Managing Emotions In Old Age: The Secret To Well-being

Controlling emotions in old age: the secret of well-being

Controlling emotions in old age is an exercise in health and well-being. Interestingly, something that can be seen in several studies is that, in addition to physical and cognitive decline, older adults are, on average, much more attuned to positive emotions. They value social relationships and tend, in addition, to have greater control over their emotional universes.

The Swiss philosopher Henri-Frédéric Amiel said that knowing how to grow old is a masterpiece of sanity, and one of the most difficult parts of the great art of living. It is not easy, without a doubt, to reach old age with the same optimism of a young person who expects everything from life. However, older people are well aware that, in reality, the secret to happiness is not to wait. The real well-being lies in putting your sight in the present moment with humility, simplicity and positivity.

This is what most of the work on geriatrics reveals to us. In old age, faced with the objective deterioration of one’s own body and the progressive decline of one’s faculties, the person enhances a sense of subjective happiness worthy of admiration. The correct emotional regulation in the autumn of life is, therefore, evident in a large part of the population, thus allowing a better adaptation to the reality of aging.

happy elderly couple

Controlling emotions in old age: latest discoveries

The study of the regulation of emotions in old age is a relatively new field. However, given the increasing life expectancy, it is clear that this population sector will have a great weight in our society in the coming decades. Thus, an essential challenge that we all face is to reach these advanced ages in the best possible condition. And we’re not just talking about physical well-being; we refer, above all, to the emotional plane.

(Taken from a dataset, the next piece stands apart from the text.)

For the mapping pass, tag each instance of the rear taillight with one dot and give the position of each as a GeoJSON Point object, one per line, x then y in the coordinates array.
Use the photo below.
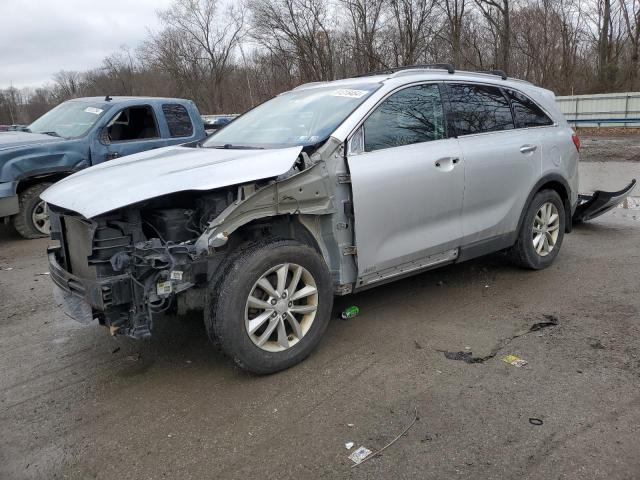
{"type": "Point", "coordinates": [576, 141]}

The field of aging research is maturing with giant strides. Just out of curiosity, Dr. Derek Isaacowitzel, an expert in the field of emotions at Yale University, has developed a technology to study attention biases in older people. These are glasses that record these stimuli, which attract your patients’ attention to later analyze their emotional reaction.

Something that can be proven is that  in 90% of cases the elderly adult is much more interested in faces that show positive emotions. This preference, this constant search for a smiling face, a warm look or a kind word helps them to regulate their own emotions. Experts opine that it is as if the brain acts as a cognitive mediator by focusing attention on these stimuli in order to, thus, diminish negative emotions and infuse itself with positivity.

old person's eye

Emotions don’t deteriorate with the aging process

With old age, what happens, after all, is a change in motivations. Long-term goals are restricted to investing in a better quality of life in the present. Therefore, the control of emotions in old age has a very concrete objective, a well-defined motivation: to optimize emotional experiences to enjoy balance, inner calm, relationships with friends and family.

  • All of this, in turn, constitutes what is known as the paradox of well-being in old age. In other words, as surprising as it may seem, older people have, on average, greater vital satisfaction than younger people. This is due to these abilities to regulate their emotions, a mechanism that, on the other hand, does not show a parallel deterioration as evident as that of cognitive processes.
  • We know, for example, that aging mainly affects the frontal lobes, where our capacity for attention, problem solving, planning, etc. resides. However, emotions and our ability to interact with our surroundings through looks, smiles, and to react positively to affection, are things that remain intact. Something that resists very serious and sad illnesses, such as Alzheimer’s.
grandfather with his grandson

Old age makes us more selective

In many cases, when a person is young, he doesn’t put filters on his reality. The individual lets everything happen, wants to experiment, feel with open arms and a willing heart. However, as we matured, we started putting in filters and even fences. Well then, when this limit that leads us to the autumn of life is crossed, a new vision appears. Fences are dropped and filters are more selective. The aim is to prioritize and focus attention on everything that can provide us with well-being, not problems.

Thus, as explained by psychologist and researcher Heiner Ellgring, from the Max Planck Institute in Munich, in his book “The motives and emotions of old age” , the elderly adult focuses his attention on three aspects:

  • Enjoy relationships with your family and friends.
  • Invest in your health.
  • Take care and enjoy your resources (home, garden, field, animals, etc.).

A positive life for the elderly is based on meeting these aspects. Subjective happiness resides in these three factors, the social, relational and affective aspect being the most important. Therefore, healthy aging lies in being selective and having our priorities clear, in a phase of life in which the need to enjoy positive emotions daily is, without a doubt, a priority.